画是青绿山水,绢本,已多霉斑,然笔法高古,云气蒸腾。左上角题诗处,却有大块破损,字迹模糊难辨。

“这是馆藏明代画家陈淳的《云山幽居图》,珍贵异常。然题诗部分遭虫蛀,修补数次皆不如意。今岁省馆筹备‘中原文明大展’,此画列为重器。晚生思及莫老书法与陈淳画风气韵相通,斗胆请您补题原诗。”林教授深揖,“此非为名利,实为文脉传承。润笔之资,馆里可出……一字千金。”

最后四字出口,草堂内骤然一静。

赵村长倒抽口气。小周睁大眼睛。莫守拙却神色不动,只垂目看画。良久,方道:“画是好画。诗为何诗?”

林教授忙道:“据记载,是陈淳自题:‘结茅青山下,云来常入户。终日掩荆扉,浑忘岁时度。’二十字。”

莫守拙点头,移步至窗前,望院中古槐,不语。林教授心中忐忑,待要再言,忽见莫守拙转身,眼中闪过一丝奇异光彩。

“补题可以。然有三约。”

“您请讲。”

“一,不用我屋中纸笔,需用你们所携最佳之笔墨纸砚。二,须在明日此时,于院中古槐下进行。三,补题时,只我一人,诸君需退至园外,非唤莫入。”

林教授愕然。小周忍不住道:“这是什么规矩?我们……”

“应约,则为之。不应,则请回。”莫守拙语气平静,却无转圜余地。

林教授沉吟片刻,决然道:“好,依您。”

五、千金一字

次日黎明,紫荆园石案上,已铺好宣纸——乃安徽特制净皮,其白如雪,其韧如帛。墨是清代“千秋光”旧墨,砚是端溪老坑。笔三管,狼毫、紫毫、兼毫各一,皆上品。林教授为示诚敬,连夜遣人从省城送来。
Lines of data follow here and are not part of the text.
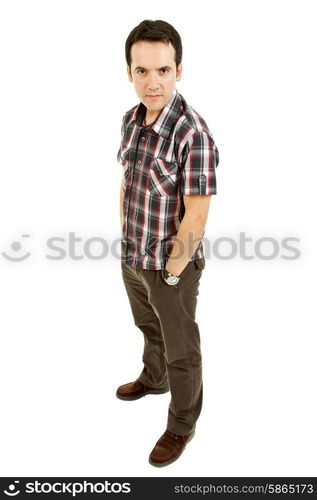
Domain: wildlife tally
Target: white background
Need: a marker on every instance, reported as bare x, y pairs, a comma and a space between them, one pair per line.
67, 333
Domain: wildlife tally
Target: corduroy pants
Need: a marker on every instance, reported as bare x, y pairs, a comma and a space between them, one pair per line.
172, 358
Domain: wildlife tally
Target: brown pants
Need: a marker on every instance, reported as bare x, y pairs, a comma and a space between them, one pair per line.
172, 357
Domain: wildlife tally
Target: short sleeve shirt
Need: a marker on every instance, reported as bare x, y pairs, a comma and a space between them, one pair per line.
174, 156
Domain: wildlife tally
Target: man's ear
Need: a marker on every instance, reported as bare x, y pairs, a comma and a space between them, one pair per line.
129, 73
179, 72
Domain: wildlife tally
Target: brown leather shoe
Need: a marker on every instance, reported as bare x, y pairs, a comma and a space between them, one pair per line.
169, 448
135, 390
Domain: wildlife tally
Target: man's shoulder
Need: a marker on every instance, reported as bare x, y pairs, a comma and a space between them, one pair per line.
191, 120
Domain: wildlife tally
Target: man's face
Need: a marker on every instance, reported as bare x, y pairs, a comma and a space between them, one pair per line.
153, 73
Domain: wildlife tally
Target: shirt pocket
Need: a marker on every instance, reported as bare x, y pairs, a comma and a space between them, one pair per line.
163, 177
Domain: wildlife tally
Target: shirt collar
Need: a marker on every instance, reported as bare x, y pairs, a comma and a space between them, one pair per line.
169, 114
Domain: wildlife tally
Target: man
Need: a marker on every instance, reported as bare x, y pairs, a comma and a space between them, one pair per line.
169, 159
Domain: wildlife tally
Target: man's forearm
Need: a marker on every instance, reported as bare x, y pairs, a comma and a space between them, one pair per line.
121, 205
188, 237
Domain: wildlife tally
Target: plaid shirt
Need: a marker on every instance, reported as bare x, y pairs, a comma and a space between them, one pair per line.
174, 156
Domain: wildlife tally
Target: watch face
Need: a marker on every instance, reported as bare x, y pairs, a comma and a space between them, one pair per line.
172, 280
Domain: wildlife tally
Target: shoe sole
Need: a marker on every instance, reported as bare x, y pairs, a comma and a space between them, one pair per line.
156, 464
133, 398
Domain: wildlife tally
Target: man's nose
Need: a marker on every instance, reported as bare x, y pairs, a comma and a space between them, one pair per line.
152, 81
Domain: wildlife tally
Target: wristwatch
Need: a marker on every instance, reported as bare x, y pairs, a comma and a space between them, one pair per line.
170, 278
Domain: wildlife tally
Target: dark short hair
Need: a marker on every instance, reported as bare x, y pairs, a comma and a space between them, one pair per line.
154, 31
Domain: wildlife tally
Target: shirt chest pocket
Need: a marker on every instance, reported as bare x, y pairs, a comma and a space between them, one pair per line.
163, 177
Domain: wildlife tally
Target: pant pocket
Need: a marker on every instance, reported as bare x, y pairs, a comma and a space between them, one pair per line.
200, 263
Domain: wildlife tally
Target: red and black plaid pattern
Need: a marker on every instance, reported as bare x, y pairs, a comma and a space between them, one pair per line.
174, 156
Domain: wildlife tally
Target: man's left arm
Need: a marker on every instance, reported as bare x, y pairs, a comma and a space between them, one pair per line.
197, 184
190, 232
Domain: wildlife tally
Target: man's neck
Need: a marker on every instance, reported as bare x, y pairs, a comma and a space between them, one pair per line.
150, 118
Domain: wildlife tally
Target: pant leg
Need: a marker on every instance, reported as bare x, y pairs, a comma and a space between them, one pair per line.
175, 307
154, 372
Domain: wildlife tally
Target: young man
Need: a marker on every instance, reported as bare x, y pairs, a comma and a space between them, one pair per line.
169, 160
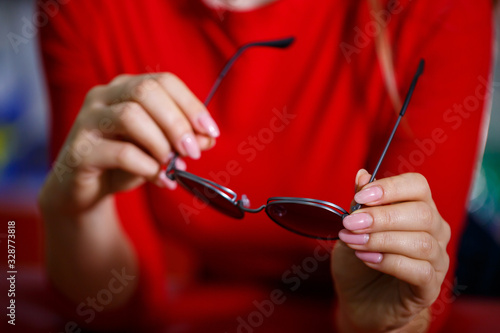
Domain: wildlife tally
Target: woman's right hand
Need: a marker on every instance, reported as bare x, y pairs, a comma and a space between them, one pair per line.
123, 136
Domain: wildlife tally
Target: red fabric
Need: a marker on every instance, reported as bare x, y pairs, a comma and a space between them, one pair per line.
338, 119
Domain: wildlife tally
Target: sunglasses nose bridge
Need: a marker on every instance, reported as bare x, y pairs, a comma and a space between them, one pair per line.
245, 208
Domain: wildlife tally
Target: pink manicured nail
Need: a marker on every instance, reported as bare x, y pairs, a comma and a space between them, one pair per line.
369, 195
180, 164
357, 221
191, 146
356, 239
209, 125
373, 257
168, 183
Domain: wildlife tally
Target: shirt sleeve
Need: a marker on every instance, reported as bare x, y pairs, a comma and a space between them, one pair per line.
443, 132
70, 74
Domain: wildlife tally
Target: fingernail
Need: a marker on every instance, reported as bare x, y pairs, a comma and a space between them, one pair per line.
373, 257
367, 195
180, 164
357, 221
356, 181
209, 125
164, 181
357, 239
191, 146
169, 157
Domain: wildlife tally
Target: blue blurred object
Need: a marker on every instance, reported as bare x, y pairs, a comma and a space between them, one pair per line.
23, 112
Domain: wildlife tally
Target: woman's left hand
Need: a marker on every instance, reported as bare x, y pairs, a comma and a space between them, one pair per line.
391, 261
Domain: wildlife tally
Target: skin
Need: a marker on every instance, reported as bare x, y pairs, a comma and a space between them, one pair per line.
148, 117
392, 295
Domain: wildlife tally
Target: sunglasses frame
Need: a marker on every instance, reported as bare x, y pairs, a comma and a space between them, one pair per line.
231, 197
242, 204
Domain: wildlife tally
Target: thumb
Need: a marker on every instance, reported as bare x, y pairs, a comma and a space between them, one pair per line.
362, 178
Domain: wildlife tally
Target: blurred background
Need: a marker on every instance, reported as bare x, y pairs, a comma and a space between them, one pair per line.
24, 164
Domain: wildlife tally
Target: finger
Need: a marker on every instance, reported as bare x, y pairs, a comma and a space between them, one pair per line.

莫守拙抚纸观墨,神色淡然。林教授三人依约退至园外柴扉处,翘首以望。

晨光渐明,莫守拙立于槐下,却不急于动笔。他闭目凝神,如老僧入定。一刻钟,两刻钟,园外小周已焦躁踱步,林教授却摆手制止,低声道:“静观。”

忽有风起,古槐枝叶摇动,晨露簌簌而落。莫守拙睁眼,抬腕,却不是取笔,而是凌空虚拈——仍是那凌虚御笔的起手式。

园外三人皆怔。但见莫老身影在晨光中恍若虚幻,手腕轻移,指尖似有流辉。然石案上宣纸洁白如故,未落半点墨痕。小周瞠目:“他在做什么?”